Day Six: Lake Dukan/Chemi Rezan, Iraq

by - August 18, 2012

We had now explored most of the north of Iraqi Kurdistan - two of the three provinces that make up the region.  All that remained was the Sulimaniyah region to the east of the country.  To get there from Erbil would have potentially meant going through the city of Kirkuk - a city that is ethnically Kurdish, but not part of Kurdistan, meaning that ethnic tensions do exist.  We decided to kill two birds with one stone by getting a private taxi to take us to two sites that we were interested in that form an arc around Kirkuk.  This turned out to be a wise decision in hindsight, as we would later find out that a car bomb had gone off in Kirkuk the very day that we had planned to pass through it.

Dokan Lake, Iraq
The two sites that we had chosen were Dokan lake and the Chemi Rezan caves, both along Kurdistan’s eastern border with Iran.  As the journey was reasonably long and difficult, we were willing to spend $100 to do the journey - getting the receptionist at our Erbil hotel to make the arrangements with our driver.  We set out at about midday and arrived at Dokan lake at about half 1.  Our driver was a bit rubbish and seemed to have no sense of direction, so Tom and I had to lead him to the lake.  The journey had taken us through the flat desert badlands at the foot of the Kurdish mountains - a vast desert expanse more like the Iraq that we had expected to see.  When we reached the lake it was a refreshing burst of blue.  The lake is totally manmade and has built up behind the Dokan hydroelectric dam.  There were a few resorts being built around the edge of the lake, but these seemed deserted, with a few fishermen being the only people around.

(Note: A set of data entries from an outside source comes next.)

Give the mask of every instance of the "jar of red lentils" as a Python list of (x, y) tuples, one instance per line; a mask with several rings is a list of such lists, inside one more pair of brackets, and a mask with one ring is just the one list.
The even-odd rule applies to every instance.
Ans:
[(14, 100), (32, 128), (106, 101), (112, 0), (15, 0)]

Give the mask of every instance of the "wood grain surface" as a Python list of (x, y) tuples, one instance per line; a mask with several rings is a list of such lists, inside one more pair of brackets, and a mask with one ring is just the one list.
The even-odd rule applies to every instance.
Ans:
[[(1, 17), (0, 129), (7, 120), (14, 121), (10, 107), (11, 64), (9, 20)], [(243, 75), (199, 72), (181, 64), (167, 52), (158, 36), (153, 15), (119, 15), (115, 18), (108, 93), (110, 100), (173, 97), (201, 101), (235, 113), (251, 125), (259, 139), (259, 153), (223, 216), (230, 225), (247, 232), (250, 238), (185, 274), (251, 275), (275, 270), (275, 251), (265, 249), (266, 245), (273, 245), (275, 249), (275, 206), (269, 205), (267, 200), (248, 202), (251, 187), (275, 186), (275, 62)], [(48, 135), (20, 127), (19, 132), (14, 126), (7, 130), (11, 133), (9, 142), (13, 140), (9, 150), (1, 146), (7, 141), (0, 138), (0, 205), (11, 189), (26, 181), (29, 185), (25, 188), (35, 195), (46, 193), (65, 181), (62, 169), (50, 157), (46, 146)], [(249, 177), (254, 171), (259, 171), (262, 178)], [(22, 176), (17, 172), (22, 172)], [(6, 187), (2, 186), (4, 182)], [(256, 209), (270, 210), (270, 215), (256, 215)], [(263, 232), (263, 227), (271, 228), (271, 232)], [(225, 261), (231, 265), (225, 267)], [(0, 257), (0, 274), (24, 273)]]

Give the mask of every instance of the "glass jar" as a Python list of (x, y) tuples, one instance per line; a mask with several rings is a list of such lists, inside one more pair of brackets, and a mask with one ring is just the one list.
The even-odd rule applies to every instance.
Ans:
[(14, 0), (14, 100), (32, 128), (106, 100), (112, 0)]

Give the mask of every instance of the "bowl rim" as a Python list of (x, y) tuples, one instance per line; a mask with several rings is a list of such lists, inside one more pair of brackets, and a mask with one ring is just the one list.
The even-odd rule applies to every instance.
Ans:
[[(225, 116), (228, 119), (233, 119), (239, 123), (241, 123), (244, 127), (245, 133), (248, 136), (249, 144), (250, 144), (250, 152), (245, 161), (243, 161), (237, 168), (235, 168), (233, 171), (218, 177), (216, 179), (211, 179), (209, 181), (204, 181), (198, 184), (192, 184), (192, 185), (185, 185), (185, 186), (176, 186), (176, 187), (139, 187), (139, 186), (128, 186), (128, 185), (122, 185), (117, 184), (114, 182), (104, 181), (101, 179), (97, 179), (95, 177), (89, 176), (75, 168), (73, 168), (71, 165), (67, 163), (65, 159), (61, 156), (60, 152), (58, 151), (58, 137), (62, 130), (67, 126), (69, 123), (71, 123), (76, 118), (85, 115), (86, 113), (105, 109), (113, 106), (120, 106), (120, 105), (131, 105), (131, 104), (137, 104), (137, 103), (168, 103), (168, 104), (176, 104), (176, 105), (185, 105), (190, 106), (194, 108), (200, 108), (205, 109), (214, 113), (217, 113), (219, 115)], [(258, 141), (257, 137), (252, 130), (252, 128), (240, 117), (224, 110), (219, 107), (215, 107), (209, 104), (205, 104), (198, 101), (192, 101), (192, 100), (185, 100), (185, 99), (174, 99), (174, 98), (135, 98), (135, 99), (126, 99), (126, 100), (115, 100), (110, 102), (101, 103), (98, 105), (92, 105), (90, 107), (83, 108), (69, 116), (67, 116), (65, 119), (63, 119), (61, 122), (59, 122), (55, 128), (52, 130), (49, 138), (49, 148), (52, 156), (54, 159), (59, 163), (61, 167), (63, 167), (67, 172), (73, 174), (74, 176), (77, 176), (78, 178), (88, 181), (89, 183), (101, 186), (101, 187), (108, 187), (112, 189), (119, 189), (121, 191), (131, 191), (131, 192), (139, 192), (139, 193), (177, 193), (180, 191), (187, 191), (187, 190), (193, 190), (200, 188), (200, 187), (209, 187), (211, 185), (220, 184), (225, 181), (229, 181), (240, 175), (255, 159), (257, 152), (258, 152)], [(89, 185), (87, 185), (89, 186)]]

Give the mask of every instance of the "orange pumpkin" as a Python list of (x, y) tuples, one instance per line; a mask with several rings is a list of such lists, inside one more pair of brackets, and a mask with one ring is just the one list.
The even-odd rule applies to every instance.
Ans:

Chemi Rezan cave entrance, Iraq
After we had visited the lake, the taxi driver seemed to get a bit confused and insisted that we head straight to Sulimaniyah and skip out Chemi Rezan.  We obviously weren’t very happy with that as we had paid so much to do the trip, so we rang around some of our Kurdish friends who eventually managed to convince the driver to uphold his agreement.  The caves at Chemi Rezan had been recommended to us by one of the British consul employees that we had met last night.  There was scant information about the site online - it was only discovered in 2006 by some German archaeologists.  From what I gather (and this is unconfirmed), the caves are amongst the first human settlements on earth.  There are another set of caves near Dohuk that are better known, and these are world famous as neanderthal sites, and I THINK that Chemi Rezan is along the same lines.  Anyway, we were unable to go inside the cave but stood outside and marvelled at the carvings around the entrance.  It wasn’t too difficult to imagine our ancestors walking around the lush valley that the caves are in - a small river runs through it with small herds of cattle grazing.  Its a shame that we didn’t know more about the history of the site, but it was an amazing place to visit nonetheless.
Chemi Rezan gorge

From Chemi Rezan we headed on towards Sulimaniyah, arriving in the late afternoon.  We found a hotel quickly and met up with Nabaz from Newcastle who we had met in Erbil on our first night.  He brought his cousin Omed along - who is from Swansea (though I originally mistook his broad welsh accent for Kurdish and spoke to him verrrrry slowwwwly).  Both of them had sought asylum in the UK a decade ago and had set up successful lives there.  We walked around the town with them and then went our separate ways for dinner, only to bump into them again at a shisha bar later on in the evening.